The reason that we started the article by suggesting you research the recycling options that exist in your area is that there are so many services available that you might not have even considered.


  • Ikea has a recycling program for old CFL light bulbs and will collect them at their store.
  • Both the Lion’s Club and LensCrafters will recycle your old eyeglasses.
  • Some local moving companies will collect reusable cardboard boxes and other packaging materials.
  • Nike will even recycle your old athletic shoes, and they don’t even have to be Nike!
  • There are many services that accept batteries, lightbulbs, and other items that require special handling. Use their special mailer, send the items to be recycled, and you’re done.


These are just a very small sampling of how you can take your recycling effort beyond newspapers and plastic bottles and reduce your waste and carbon footprint more than you ever thought possible. When you’re spring cleaning and purging and come across something you’re not sure is recyclable, just do a quick web search, and you’ll know in seconds.


Keep Your Momentum Moving Forward

Once you’ve finished spring cleaning, take a look and admire the fruits of your labor. Doesn’t it look nice? Doesn’t it feel nice? Deep cleaning, decluttering, and especially recycling don’t have to be once-a-year projects. You can keep that joy all year long if you use this as a stepping stone to begin new habits to keep the clutter from coming back.


Make Recycling Easy

Whether it’s the garage, pantry, or basement, designate an area in your home to collect the items to be recycled (or donated) and make emptying part of your household chores. Do you pass the recycling center on the way to the grocery store? Take the container of dead batteries with you and drop it off. They’re out of your way and won’t be polluting the environment. It’s a win-win situation.

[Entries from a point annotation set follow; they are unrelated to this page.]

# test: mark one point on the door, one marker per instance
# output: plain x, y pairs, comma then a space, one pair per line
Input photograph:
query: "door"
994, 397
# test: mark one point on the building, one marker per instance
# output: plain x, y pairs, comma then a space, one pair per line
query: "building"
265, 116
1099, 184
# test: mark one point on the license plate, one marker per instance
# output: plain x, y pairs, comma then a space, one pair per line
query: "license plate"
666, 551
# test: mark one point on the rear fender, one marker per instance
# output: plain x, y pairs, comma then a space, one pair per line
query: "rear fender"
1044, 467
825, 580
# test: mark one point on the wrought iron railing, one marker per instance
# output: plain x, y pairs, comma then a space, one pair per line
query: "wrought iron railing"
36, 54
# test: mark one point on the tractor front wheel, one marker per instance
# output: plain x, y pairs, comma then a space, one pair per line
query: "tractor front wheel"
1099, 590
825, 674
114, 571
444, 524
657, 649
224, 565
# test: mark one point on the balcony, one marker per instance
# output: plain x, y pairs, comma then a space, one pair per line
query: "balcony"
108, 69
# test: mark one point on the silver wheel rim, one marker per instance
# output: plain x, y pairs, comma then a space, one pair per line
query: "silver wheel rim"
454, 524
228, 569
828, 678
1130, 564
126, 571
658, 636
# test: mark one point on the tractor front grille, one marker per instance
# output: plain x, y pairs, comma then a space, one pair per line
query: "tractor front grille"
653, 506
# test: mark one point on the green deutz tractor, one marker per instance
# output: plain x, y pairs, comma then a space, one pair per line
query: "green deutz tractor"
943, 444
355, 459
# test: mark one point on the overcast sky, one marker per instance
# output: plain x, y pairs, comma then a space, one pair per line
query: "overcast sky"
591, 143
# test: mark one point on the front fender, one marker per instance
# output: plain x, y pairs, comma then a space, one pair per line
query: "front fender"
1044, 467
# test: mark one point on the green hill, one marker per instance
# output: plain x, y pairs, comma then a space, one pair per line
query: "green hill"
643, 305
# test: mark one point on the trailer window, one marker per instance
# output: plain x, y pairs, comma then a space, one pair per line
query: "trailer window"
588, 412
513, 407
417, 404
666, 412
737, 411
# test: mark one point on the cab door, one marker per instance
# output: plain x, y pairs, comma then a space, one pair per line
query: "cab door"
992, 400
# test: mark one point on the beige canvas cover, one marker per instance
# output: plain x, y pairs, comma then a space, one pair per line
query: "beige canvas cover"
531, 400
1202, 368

Don’t Forget to Reduce & Reuse

Reduce, reuse, and recycle — we’ve all heard that a million times, because those three efforts are most impactful when they work together. 


There are countless ways to reduce your consumption; it could be an article all by itself. But just to provide one actionable strategy, avoid products with unnecessary packaging. For example, does shampoo need a box, plastic wrapping, and hologram inserts all in addition to the bottle? Probably not. Give feedback to the companies who can improve, as well as the ones who are getting it right.

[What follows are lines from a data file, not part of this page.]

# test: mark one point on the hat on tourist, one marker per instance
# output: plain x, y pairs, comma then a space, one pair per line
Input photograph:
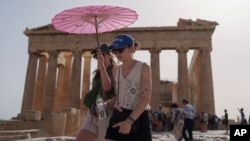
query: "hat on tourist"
104, 48
122, 41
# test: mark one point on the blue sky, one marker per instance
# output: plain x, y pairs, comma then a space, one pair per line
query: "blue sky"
230, 53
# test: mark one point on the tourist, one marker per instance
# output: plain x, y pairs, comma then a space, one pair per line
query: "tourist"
243, 120
94, 128
133, 85
189, 114
177, 120
225, 120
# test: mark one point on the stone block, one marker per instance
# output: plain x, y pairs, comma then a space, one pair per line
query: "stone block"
31, 115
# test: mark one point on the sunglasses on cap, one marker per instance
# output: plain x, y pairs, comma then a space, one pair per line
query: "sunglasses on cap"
118, 50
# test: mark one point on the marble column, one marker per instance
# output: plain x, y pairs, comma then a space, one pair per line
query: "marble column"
182, 86
206, 81
29, 82
59, 96
76, 80
50, 84
86, 75
155, 101
40, 82
67, 79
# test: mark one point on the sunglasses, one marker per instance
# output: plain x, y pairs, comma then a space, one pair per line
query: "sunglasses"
118, 50
95, 55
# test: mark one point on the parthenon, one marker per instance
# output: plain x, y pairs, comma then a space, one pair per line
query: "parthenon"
56, 80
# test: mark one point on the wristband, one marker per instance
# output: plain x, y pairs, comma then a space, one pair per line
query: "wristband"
130, 120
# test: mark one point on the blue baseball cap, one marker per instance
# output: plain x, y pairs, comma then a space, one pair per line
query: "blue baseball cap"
122, 41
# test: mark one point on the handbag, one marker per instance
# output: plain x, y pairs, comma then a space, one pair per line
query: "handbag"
90, 97
118, 116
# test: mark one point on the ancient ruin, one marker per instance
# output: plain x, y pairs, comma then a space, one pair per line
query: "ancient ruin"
56, 80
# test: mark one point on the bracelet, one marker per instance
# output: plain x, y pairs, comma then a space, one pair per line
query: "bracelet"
130, 120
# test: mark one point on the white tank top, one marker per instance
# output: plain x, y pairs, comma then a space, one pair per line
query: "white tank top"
129, 87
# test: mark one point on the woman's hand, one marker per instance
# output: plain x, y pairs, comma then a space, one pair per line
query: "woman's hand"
100, 59
123, 127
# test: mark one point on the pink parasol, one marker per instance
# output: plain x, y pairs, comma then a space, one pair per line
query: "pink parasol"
94, 19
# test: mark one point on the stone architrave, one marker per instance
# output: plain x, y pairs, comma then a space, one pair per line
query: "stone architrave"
76, 80
206, 81
86, 75
50, 84
29, 82
182, 86
155, 72
40, 82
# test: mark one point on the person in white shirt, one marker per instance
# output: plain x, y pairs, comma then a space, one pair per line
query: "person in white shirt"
133, 86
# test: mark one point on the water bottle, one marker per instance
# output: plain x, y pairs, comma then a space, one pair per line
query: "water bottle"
101, 113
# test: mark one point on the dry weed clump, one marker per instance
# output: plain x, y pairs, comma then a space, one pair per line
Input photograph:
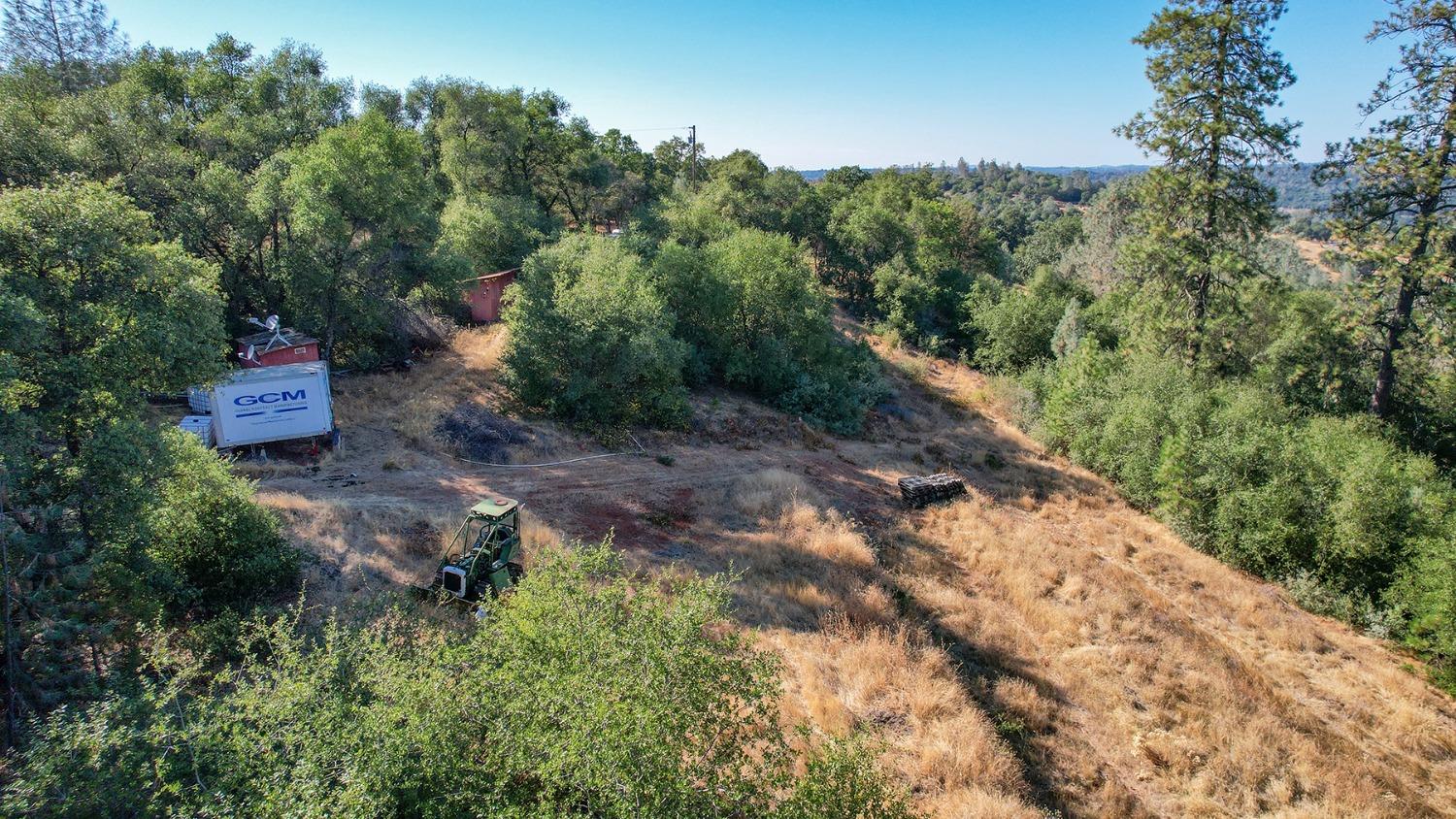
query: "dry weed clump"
1171, 675
900, 687
769, 492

And make sure you’re reusing when you can. Clean with cloth rags instead of paper towels. Repurpose grocery bags as trash bags and save you a few dollars. In addition to locating the recycling options in your area, find the donation centers. If you don’t need it and it’s not worn out, there’s a good chance someone out there can make use of it.


Spring Cleaning + Recycling = The Ultimate Combo

The average American produces over 1,700 pounds of trash every year; about three times the global average. It’s a lot, but if everyone increased their recycling by 25%, that would be a huge swing in a positive direction. So this season, use spring cleaning as a springboard to up your recycling game, reduce your carbon footprint, and live a more green life.